“The government should be credited for the latest economic stimulus package as it would at least shore up growth this year,” said Charl Kengchon, executive chairman at Kasikorn Research Centre.
His comment comes as the Cabinet on Tuesday approved economic packages targeting farmers, villagers, homebuyers and property developers. Finance Ministry estimated the package would inject about Bt144 billion into the economy with Bt80 billion in the next 3-4 months.
The government expected the package to shore up economic growth to 2.6 per cent this year, after a mere 2.4 per cent in the third quarter.
Charl, said economic impact of the latest package would not be significant this year as there is only a few week left. Government spending has been constrained, pending the passage of the fiscal 2020 budget by parliament early next year. The government would start public investments, if the proposed budget is approved, he said.
Economic outlook remain bleak as major economies such as US, China, Japan would continue to face growth deceleration next year,according to projection by the International Monetary Fund, he said.
For Thailand, economic growth would be at 2.5 per cent this year and 2.7 per cent next year, he said. The Thai economy largely depend on exports, and we need to monitor world trade and impact from the US-China trade conflicts, he said.Thai exports contracted 4.5 per cent in October.
If the two countries could reach a trade deal this year as expected, it would still take sometime before the global economy returns to normal, he said, adding that Thai exports next year might recover to a certain extent.

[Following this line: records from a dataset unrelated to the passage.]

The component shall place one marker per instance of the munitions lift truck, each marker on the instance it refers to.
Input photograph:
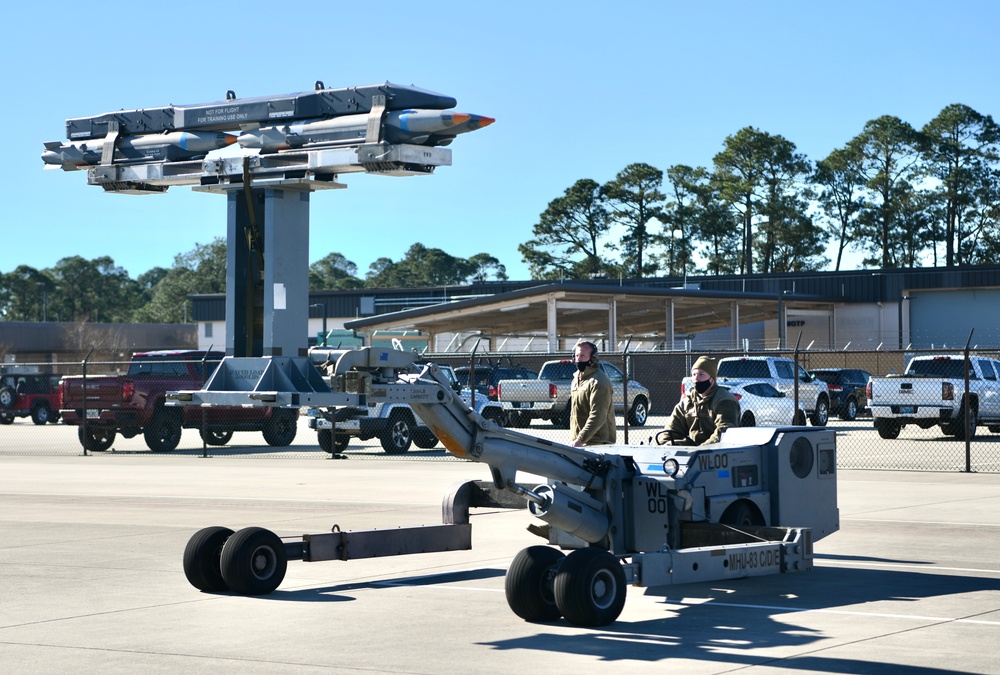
(645, 515)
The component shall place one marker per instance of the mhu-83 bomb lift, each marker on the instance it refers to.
(643, 515)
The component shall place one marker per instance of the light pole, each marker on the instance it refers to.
(323, 305)
(45, 307)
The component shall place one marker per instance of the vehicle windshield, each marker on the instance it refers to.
(744, 369)
(953, 369)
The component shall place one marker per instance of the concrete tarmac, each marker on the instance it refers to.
(91, 579)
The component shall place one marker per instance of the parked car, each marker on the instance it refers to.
(29, 394)
(761, 405)
(847, 390)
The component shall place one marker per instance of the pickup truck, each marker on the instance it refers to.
(930, 393)
(29, 394)
(394, 424)
(779, 371)
(548, 397)
(133, 404)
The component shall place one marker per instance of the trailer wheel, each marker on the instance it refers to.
(424, 438)
(253, 561)
(821, 415)
(163, 432)
(326, 441)
(216, 436)
(639, 412)
(850, 409)
(202, 559)
(398, 438)
(41, 413)
(280, 429)
(98, 439)
(8, 397)
(590, 587)
(888, 429)
(529, 583)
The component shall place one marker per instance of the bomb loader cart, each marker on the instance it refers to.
(642, 515)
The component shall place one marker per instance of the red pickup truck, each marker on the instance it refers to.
(29, 394)
(134, 403)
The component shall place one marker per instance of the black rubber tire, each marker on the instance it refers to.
(956, 427)
(216, 436)
(399, 436)
(424, 438)
(325, 439)
(741, 514)
(202, 559)
(590, 587)
(887, 429)
(849, 411)
(99, 439)
(639, 412)
(518, 420)
(8, 397)
(327, 443)
(163, 432)
(821, 415)
(41, 413)
(529, 584)
(253, 561)
(280, 430)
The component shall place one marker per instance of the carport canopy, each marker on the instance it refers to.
(562, 311)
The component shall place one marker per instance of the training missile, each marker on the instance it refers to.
(170, 147)
(235, 113)
(415, 127)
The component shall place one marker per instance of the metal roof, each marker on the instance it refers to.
(585, 309)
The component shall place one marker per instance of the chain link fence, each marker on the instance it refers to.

Somprawin Manprasert, executive vice president and head of research at Krungsri Bank said that it was not sure yet how the latest stimulus package would help small and medium-sized enterprises hard hit by falling exports.
He forecast exports to contract by 2.5 per cent this year and may grow 1.5 per cent next year.
“Global economy may be better than the Thai economy next year,” he said.
“Central banks in major economies have implemented monetary easing measures to stabilise their economies, but they may not be strong enough to pull our economy out of a slowdown,” he said.
Krungsri forcast Thai GDP growth at 2.4 per cent this year and 2.5 per cent in 2020. The growth rate is lower than the full potential of 3.5-3.8 per cent, Somprawin added. Public spending on infrastructure projects may start to enter the economy in the second half of next year but it would take time to gather momentum. Currently private investment remains at a low level and consumption flat, he said.
Public investment and private investment grew 3.7 per cent and 2.4 per cent respectively in the third quarter, according to the National Economic and Social Development Council.
The government may need to offer tax incentives for the middle income group to spend more, he added.
Meanwhile, Lavaron Sangsnit, director general of the Fiscal Policy Office, is more optimistic, saying that the latest package would inject about Bt144 billion into economy. For example the cash back offer of Bt50,000 for 100,000 potential home buyers would help to clear up the inventory of about 270,000-280,000 residential units. Property developers could start investing again, he said.
Previous measures such as cash handouts via welfare card scheme, income guarantee for farmers and local tourism stimulating package have somewhat failed to spur private consumption, he said, referring to the 4.2 per cent growth in private consumption in the third quarter.